Mai 2026 a été le deuxième mois de mai le plus chaud jamais enregistré à l'échelle mondiale, prolongeant la période de chaleur exceptionnelle dans le monde, avec des températures proches des records à la fois dans l'atmosphère et dans l'océan. En Europe, une canicule inhabituellement précoce et intense montre à quelle vitesse les phénomènes climatiques extrêmes deviennent la nouvelle norme, plutôt qu'une exception.

Une canicule précoce en Europe de l'Ouest

Le mois a été marqué par une transition rapide de conditions beaucoup plus fraîches que la moyenne à l'une des canicules les plus intenses jamais observées si tôt dans l'année en Europe de l'Ouest. En quelques jours, le continent est passé d'un temps relativement frais à des températures typiques du milieu de l'été. Copernicus a noté que la situation est devenue « particulièrement difficile » en France, au Royaume-Uni, en Irlande et au Portugal, où les thermomètres ont grimpé bien au-dessus des normes saisonnières et où de nombreux nouveaux records mensuels ont été établis.

Températures océaniques et El Niño approchant

Les températures de surface de la mer ont été exceptionnellement élevées dans le Pacifique tropical en mai, alors que le Pacifique équatorial poursuit sa transition vers des conditions El Niño. El Niño est un phénomène naturel, apparaissant tous les deux à sept ans, dans lequel l'affaiblissement des alizés entraîne un réchauffement des eaux dans l'est du Pacifique. Ses effets incluent une hausse des températures mondiales et des régimes de précipitations irréguliers, apportant la sécheresse dans certaines régions et de fortes pluies dans d'autres.
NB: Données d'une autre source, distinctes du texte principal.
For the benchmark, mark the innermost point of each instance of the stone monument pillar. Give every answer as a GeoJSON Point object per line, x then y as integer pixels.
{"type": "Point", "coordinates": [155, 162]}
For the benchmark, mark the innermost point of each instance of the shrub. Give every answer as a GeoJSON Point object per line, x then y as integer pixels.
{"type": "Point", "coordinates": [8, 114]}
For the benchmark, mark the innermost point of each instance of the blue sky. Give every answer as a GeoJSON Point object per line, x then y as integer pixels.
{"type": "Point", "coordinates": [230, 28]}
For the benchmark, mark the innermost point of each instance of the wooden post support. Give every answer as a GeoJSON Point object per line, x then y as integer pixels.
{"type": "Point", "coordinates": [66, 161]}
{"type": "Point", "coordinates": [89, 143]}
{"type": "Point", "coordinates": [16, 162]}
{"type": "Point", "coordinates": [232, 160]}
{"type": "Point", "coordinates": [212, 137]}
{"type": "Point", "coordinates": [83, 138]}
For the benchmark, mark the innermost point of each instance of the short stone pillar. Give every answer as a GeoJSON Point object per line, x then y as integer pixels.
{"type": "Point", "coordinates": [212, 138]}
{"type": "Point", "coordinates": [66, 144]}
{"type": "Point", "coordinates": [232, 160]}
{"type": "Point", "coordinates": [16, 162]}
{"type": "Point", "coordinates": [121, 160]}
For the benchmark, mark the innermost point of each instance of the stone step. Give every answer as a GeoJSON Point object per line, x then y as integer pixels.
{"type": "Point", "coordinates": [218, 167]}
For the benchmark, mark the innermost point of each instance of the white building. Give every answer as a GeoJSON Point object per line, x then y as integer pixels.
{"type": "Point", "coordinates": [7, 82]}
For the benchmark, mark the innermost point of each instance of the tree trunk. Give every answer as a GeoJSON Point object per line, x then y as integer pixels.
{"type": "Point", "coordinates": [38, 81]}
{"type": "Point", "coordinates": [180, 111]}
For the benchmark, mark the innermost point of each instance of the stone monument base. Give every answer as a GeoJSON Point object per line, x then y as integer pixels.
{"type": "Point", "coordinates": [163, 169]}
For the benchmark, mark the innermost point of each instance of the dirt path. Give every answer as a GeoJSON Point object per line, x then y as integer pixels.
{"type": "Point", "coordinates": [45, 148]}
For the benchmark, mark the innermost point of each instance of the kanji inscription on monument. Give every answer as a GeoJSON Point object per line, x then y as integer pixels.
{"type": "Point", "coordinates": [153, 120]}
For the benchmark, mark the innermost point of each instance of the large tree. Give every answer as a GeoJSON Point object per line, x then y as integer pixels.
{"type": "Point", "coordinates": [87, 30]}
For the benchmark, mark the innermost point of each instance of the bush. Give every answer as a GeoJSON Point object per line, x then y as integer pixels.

Calendrier de transition El Niño, 2026
  1. Indice ENSO en phase neutre à 0,5 °C au-dessus de la moyenne ; l'IPMA publie une mise à jour
  2. Les modèles de prévision montrent le début de la transition vers El Niño (probabilité de 82 % d'ici juillet)
  3. Les conditions El Niño devraient persister jusqu'à la fin de l'année (probabilité supérieure à 90 %)

Prévisions El Niño pour les mois à venir

L'Institut portugais de la mer et de l'atmosphère (IPMA) a publié une mise à jour le 1er juin montrant que l'indice ENSO reste en phase neutre, avec une valeur de 0,5 °C au-dessus de la moyenne. Les modèles de prévision saisonnière indiquent une transition de la phase neutre à des conditions El Niño entre juin et juillet 2026, avec une probabilité de 82 %. Le phénomène devrait persister jusqu'à la fin de l'année 2026, avec une probabilité supérieure à 90 %. L'IPMA s'attend à une manifestation modérée à forte, amplifiée par la crise climatique, tout en précisant que les effets au Portugal ne sont ni directs ni facilement prévisibles.

Une tendance à long terme

Copernicus a souligné que la canicule de mai, bien que remarquable, s'inscrit dans le schéma plus large d'un réchauffement rapide de l'Europe et d'une tendance à long terme vers des canicules plus fréquentes, plus intenses et survenant plus tôt dans la saison. Le bulletin climatique mondial mensuel de l'institut a noté que les événements extrêmes deviennent la norme. Les données soulignent la pression soutenue exercée sur le système climatique par la combustion du charbon, du pétrole et du gaz depuis l'ère préindustrielle.